The facts, as Wall Street insider-turned-investigative journalist Nomi Prins laid them out Thursday in her talk at the Economic Policy Institute, are a damning indictment of the performance of our politicians. One year after a frenzy of financial industry bailout actions that has put American taxpayers potentially on the hook for more than $17 trillion, our national economy is even more dominated by lumbering, so-called “too big to fail” institutions who are fighting tooth-and-nail to keep risking our global economic security at the Wall Street gambling casino.
It’s not just the Nomi Prins’ of the world who are alarmed. On the same day that Prins was talking about her new book on the Wall street financial crash and its aftermath, “It Takes A Pillage,” former Federal Reserve Bank chairman Paul Volcker, now the chairman of the white House Economic Recovery Advisory Board, was raising similar alarms in testimony before the House Banking and Financial Services Committee. His concern is the moral hazard created when large institutions believe that regardless of how they behave in the marketplace, the federal government will be there to prop them up and clean up their messes.
However well justified in terms of dealing with the extreme threats to the financial system in the midst of crisis, the emergency actions of the Federal Reserve, the Treasury, and ultimately the Congress to protect the viability of particular institutions – their bond holders and to some extent even their stockholders – have inevitably left an indelible mark on attitudes and behavior patterns of market participants.
As a result, as Prins said, even though Wall Street as well as Main Street was burned badly by the trading of derivatives, credit default swaps and other exotic financial instruments—including bundles of what turned out to be fraudulently issued mortgages—we now have “more risk this year, more profits, more bonuses, more consumer losses. There is no change there, except to worsen.”
“Too Big To Fail Shouldn’t Be”
Nomi Prins, senior fellow at Demos, speaks Thursday at the Economic Policy Institute.
The thrust of the solutions now being considered by the Obama administration and Democratic leaders in Congress are largely confined to managing the financial system, when the real solutions lie closer to a full-scale restructuring.
The banking institutions that got themselves into trouble by gambling with investor dollars in exotic, high-risk financial instruments—pursuing the reward of six- , seven- and even eight-figure bonuses—are now making new gambles with taxpayer dollars, Prins said. “That needs to change, and the way to change that is to make the banks smaller. If banks are too big to fail— they shouldn’t be.”
If there are financial institutions that want to keep playing high-stakes poker on Wall Street, they should be willing to accept a bit of Capitalism 101: If you lose, you lose. You don’t get to give a ransom note to the rest of society that says if you don’t get a government bailout, you’ll bring down the whole economy.

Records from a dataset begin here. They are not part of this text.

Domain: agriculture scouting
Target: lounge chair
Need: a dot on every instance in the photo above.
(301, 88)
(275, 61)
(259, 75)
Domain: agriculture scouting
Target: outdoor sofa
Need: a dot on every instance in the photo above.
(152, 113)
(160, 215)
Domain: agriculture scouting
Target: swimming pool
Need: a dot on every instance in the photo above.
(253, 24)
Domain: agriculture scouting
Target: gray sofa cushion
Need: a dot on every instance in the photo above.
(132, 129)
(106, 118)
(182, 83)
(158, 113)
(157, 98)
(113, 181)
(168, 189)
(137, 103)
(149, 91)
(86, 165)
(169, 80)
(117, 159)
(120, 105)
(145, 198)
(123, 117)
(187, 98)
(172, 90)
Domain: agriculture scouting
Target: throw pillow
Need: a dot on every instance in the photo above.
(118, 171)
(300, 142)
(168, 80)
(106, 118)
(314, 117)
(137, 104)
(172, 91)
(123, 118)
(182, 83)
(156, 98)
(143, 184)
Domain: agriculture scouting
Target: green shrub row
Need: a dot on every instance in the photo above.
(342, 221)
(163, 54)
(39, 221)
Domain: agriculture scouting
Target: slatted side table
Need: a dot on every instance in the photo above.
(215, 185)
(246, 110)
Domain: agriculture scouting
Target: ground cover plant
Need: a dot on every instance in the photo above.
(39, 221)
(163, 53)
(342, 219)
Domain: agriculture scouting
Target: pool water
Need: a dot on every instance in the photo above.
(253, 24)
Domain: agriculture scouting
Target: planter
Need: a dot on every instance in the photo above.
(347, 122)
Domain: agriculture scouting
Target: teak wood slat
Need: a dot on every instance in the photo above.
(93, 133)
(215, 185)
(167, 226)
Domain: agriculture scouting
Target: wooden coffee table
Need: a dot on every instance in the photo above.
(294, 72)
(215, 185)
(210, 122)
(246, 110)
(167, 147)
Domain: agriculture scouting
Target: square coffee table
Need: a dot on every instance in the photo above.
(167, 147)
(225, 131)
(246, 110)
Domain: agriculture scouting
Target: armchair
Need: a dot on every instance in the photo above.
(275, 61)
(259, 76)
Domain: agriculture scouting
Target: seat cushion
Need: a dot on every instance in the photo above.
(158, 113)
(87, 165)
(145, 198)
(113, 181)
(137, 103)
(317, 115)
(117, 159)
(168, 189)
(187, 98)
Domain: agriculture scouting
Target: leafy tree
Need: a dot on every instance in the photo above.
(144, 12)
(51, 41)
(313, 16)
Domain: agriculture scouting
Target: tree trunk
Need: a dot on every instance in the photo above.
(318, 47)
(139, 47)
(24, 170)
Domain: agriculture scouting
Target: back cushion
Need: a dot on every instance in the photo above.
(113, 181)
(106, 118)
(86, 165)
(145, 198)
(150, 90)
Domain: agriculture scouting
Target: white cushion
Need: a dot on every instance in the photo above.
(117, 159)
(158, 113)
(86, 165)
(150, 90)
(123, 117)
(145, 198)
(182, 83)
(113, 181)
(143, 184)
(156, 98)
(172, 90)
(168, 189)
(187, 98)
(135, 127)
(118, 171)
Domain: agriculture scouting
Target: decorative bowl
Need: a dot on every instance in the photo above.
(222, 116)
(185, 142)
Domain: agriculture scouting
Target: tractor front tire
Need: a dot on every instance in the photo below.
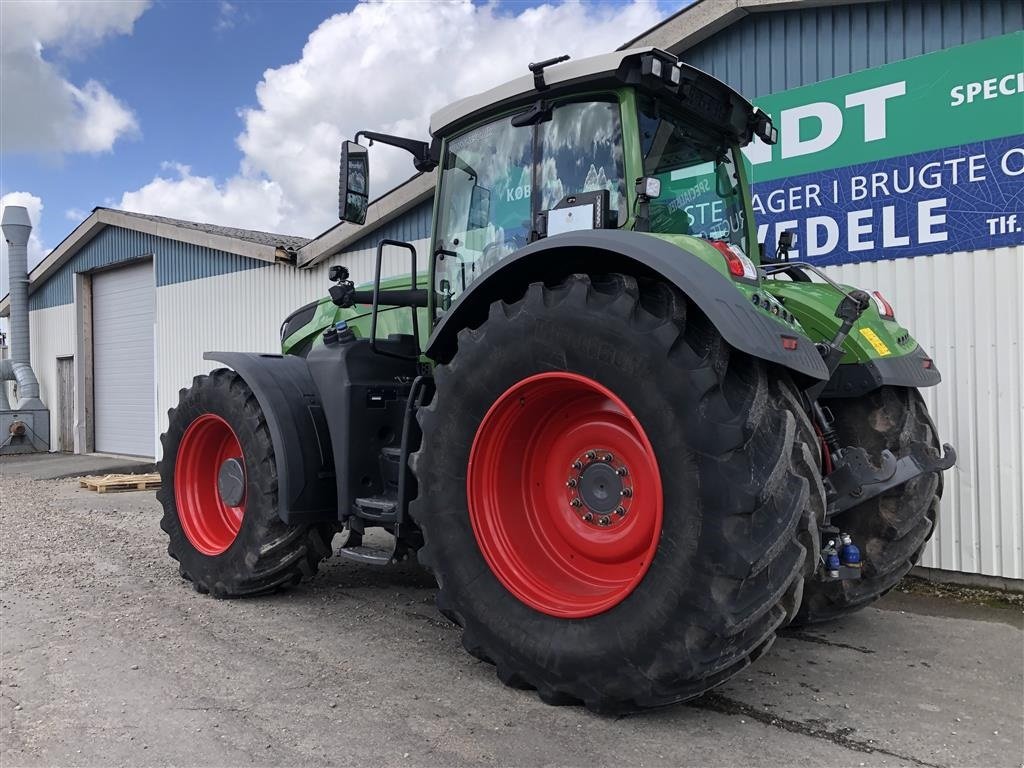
(619, 509)
(219, 495)
(890, 529)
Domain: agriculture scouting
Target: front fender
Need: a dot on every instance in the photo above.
(291, 403)
(740, 324)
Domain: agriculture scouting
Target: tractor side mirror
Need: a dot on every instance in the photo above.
(353, 175)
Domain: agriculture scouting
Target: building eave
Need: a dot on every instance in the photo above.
(700, 19)
(103, 217)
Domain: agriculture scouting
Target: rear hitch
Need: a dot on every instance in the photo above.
(856, 479)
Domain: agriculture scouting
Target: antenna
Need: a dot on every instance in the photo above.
(538, 70)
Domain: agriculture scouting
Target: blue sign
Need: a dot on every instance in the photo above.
(954, 199)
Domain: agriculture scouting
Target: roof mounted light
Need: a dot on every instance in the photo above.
(763, 127)
(665, 70)
(885, 308)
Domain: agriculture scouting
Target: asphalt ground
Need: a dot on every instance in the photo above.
(108, 657)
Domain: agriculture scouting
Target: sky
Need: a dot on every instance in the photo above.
(232, 113)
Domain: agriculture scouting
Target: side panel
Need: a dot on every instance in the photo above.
(294, 414)
(740, 325)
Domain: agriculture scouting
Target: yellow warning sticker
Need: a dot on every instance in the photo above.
(875, 341)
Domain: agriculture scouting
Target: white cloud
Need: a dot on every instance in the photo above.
(42, 112)
(385, 67)
(36, 251)
(225, 17)
(243, 202)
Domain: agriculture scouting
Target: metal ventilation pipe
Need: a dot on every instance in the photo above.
(16, 228)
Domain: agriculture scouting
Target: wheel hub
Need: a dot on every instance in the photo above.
(564, 495)
(210, 484)
(598, 487)
(231, 482)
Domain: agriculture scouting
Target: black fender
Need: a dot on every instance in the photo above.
(743, 327)
(291, 403)
(914, 369)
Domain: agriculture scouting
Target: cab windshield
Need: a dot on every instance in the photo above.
(700, 190)
(497, 178)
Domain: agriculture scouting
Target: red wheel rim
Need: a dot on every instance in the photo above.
(550, 458)
(210, 523)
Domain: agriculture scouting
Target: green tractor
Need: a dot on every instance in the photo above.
(630, 443)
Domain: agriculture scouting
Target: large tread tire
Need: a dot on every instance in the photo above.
(890, 529)
(266, 554)
(739, 472)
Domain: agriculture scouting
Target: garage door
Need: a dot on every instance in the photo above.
(122, 361)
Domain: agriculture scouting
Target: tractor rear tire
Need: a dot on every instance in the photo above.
(687, 582)
(233, 546)
(890, 529)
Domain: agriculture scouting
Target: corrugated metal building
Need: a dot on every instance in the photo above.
(214, 289)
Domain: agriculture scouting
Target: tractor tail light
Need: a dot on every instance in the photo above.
(885, 308)
(739, 265)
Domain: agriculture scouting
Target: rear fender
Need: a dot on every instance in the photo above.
(291, 403)
(878, 351)
(732, 313)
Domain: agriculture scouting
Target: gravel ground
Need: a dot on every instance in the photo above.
(109, 658)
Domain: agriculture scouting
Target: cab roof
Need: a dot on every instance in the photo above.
(707, 98)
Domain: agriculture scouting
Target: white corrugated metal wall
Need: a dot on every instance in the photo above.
(52, 334)
(965, 308)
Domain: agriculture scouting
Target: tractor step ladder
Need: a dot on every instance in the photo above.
(367, 555)
(378, 509)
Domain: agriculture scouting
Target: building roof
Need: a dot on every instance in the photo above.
(289, 242)
(701, 18)
(253, 244)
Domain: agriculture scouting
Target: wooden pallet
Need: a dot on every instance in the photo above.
(120, 483)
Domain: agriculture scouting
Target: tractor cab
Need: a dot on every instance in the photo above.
(634, 140)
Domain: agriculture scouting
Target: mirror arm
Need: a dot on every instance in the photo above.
(423, 154)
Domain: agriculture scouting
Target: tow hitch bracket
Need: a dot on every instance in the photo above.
(856, 479)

That’s the way it used to be before conservatives, in the name of freeing up financial markets, in the 1980s effectively dismantled the Glass-Steagall Act, which walled off consumer banking from other investment businesses. The ironic result is today’s socialized risk, compounded by the fact that what has emerged from last year’s Wall Street wreckage are even larger financial behemoths—Bank of America, Chase and Walls Fargo—that are spending millions of dollars fighting financial regulations that would constrain their behavior.
Volcker disagrees with the left on some policy solutions, but he does support rebuilding some of the walls so that only the bettors, not the taxpayers, pay for bad bets in the marketplace:
As a general matter, I would exclude from commercial banking institutions, which are potential beneficiaries of official (i.e., taxpayer) financial support, certain risky activities entirely suitable for our capital markets.

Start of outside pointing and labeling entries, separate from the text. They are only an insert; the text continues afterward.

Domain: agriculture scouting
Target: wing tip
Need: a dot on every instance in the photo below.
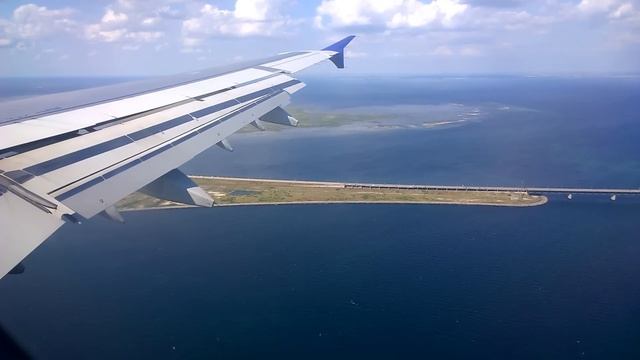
(340, 45)
(338, 58)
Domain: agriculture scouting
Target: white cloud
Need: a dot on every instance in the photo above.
(594, 6)
(392, 14)
(31, 22)
(130, 22)
(613, 9)
(248, 18)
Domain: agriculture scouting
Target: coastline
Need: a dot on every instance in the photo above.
(229, 192)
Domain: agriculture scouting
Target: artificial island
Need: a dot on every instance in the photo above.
(243, 191)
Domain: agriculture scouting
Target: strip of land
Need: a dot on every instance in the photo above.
(241, 191)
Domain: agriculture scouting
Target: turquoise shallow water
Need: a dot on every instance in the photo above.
(374, 281)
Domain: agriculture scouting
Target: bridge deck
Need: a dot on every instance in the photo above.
(533, 190)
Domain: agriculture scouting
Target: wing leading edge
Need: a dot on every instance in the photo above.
(70, 156)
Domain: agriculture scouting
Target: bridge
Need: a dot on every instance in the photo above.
(530, 190)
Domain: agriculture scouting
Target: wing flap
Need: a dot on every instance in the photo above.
(82, 157)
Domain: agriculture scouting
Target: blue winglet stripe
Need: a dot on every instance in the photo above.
(340, 45)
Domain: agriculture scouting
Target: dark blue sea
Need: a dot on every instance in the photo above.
(559, 281)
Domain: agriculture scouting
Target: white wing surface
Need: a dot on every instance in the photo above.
(70, 156)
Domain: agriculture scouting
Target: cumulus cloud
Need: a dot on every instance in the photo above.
(392, 14)
(32, 22)
(612, 9)
(133, 22)
(248, 18)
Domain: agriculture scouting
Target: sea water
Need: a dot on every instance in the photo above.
(371, 281)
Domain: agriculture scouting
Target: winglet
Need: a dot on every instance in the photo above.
(338, 59)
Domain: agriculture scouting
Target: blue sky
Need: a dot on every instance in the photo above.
(143, 37)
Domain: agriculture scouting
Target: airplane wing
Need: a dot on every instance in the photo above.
(70, 156)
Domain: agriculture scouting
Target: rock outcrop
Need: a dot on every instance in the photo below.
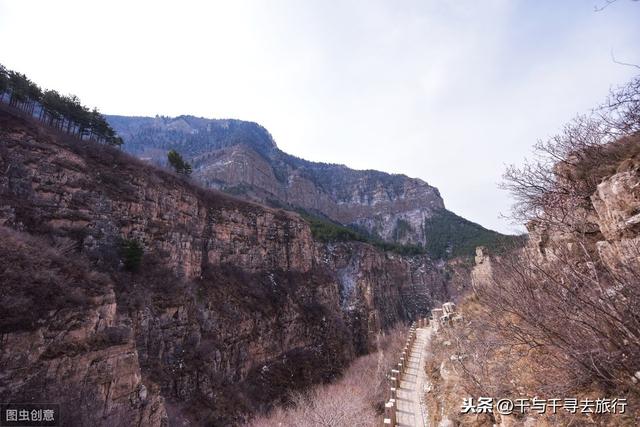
(233, 304)
(242, 158)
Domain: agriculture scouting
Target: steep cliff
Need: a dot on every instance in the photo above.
(242, 158)
(233, 304)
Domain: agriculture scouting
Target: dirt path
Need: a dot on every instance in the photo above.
(410, 411)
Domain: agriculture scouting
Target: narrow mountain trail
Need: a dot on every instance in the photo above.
(411, 412)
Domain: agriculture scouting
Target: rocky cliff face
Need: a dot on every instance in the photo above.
(242, 158)
(233, 304)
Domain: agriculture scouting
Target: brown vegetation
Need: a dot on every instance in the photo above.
(356, 399)
(560, 318)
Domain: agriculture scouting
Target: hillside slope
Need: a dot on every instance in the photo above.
(242, 158)
(232, 305)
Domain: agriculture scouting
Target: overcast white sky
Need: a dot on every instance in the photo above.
(447, 91)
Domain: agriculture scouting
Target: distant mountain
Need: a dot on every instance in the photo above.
(242, 158)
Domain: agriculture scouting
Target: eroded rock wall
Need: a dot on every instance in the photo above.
(233, 305)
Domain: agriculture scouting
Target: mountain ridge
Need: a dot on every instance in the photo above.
(243, 159)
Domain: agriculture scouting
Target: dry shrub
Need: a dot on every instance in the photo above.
(356, 399)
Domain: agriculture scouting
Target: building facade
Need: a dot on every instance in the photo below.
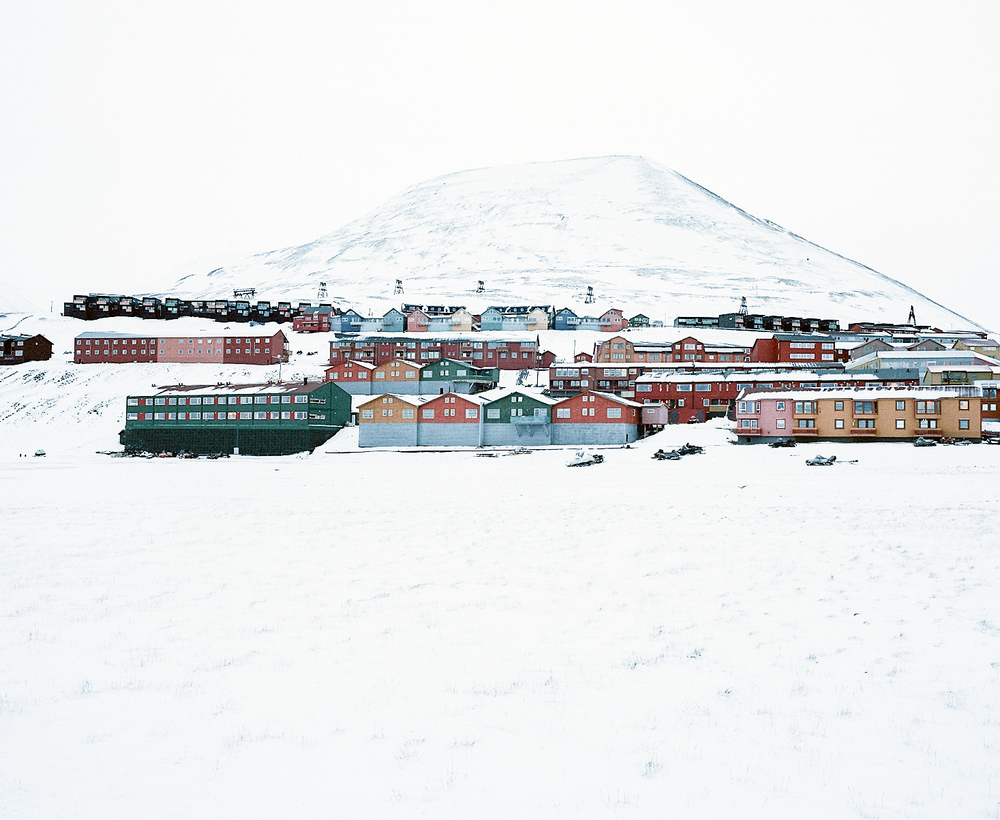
(858, 415)
(275, 418)
(96, 347)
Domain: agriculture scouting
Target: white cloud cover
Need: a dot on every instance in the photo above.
(138, 136)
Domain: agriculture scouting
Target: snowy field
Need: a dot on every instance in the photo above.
(366, 634)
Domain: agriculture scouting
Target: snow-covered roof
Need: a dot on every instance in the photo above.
(406, 399)
(762, 375)
(851, 394)
(220, 389)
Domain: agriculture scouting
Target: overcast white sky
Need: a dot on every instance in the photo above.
(138, 136)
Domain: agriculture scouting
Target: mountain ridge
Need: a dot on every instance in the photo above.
(645, 237)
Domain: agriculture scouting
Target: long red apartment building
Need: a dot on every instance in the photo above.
(500, 352)
(97, 347)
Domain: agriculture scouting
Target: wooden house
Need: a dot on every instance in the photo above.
(393, 321)
(17, 348)
(517, 419)
(595, 418)
(354, 377)
(450, 420)
(389, 420)
(251, 419)
(396, 376)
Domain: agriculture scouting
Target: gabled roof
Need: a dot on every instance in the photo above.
(355, 363)
(500, 393)
(412, 400)
(259, 388)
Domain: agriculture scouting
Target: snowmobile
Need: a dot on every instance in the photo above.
(584, 459)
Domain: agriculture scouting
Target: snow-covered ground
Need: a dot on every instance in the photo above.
(370, 634)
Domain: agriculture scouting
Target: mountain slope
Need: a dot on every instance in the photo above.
(644, 237)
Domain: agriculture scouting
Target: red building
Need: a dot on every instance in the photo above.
(17, 349)
(97, 347)
(314, 320)
(692, 397)
(350, 372)
(595, 418)
(688, 349)
(491, 351)
(793, 348)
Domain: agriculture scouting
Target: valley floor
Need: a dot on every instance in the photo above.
(367, 634)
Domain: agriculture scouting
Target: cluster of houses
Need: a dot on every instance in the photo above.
(106, 347)
(497, 418)
(93, 306)
(458, 319)
(19, 348)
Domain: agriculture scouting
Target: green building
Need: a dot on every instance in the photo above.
(517, 418)
(275, 418)
(450, 376)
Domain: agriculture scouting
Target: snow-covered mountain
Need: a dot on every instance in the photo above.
(644, 237)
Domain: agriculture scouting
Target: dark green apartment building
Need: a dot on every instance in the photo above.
(275, 418)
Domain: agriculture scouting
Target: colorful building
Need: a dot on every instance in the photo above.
(389, 421)
(97, 347)
(858, 415)
(15, 349)
(451, 420)
(479, 349)
(595, 418)
(517, 419)
(275, 418)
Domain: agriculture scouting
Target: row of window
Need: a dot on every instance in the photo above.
(127, 342)
(861, 408)
(191, 352)
(859, 424)
(210, 400)
(491, 413)
(260, 416)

Ownership or sponsorship of hedge funds and private equity funds should be among those prohibited activities. So should in my view a heavy volume of proprietary trading with its inherent risks. Some trading, it is reasonably argued, is necessary as part of a full service customer relationship. The distinction between “proprietary” and “customer-related” may be cloudy at the border. But surely by the active use of capital requirements and the exercise of supervisory authority, appropriate restraint can be maintained.
But since such allies of the status quo as the U.S. Chamber of Commerce are spending millions of dollars to fight something that should be a given—a consumer financial regulatory agency that would protect ordinary people from unscrupulous and opaque financial deals—it has proven difficult to get a more forceful and progressive agenda on the table.
Groups such as Americans for Financial Reform and Jobs for Justice are nonetheless pushing that envelope, using demonstrations and other tactics starting this week to push the “break up the banks” message. At EPI on Thursday, Heather Booth, the executive director of Americans for financial Reform, was optimistic. “It’s a David and Goliath battle,” she said. “But we know how that turned out.”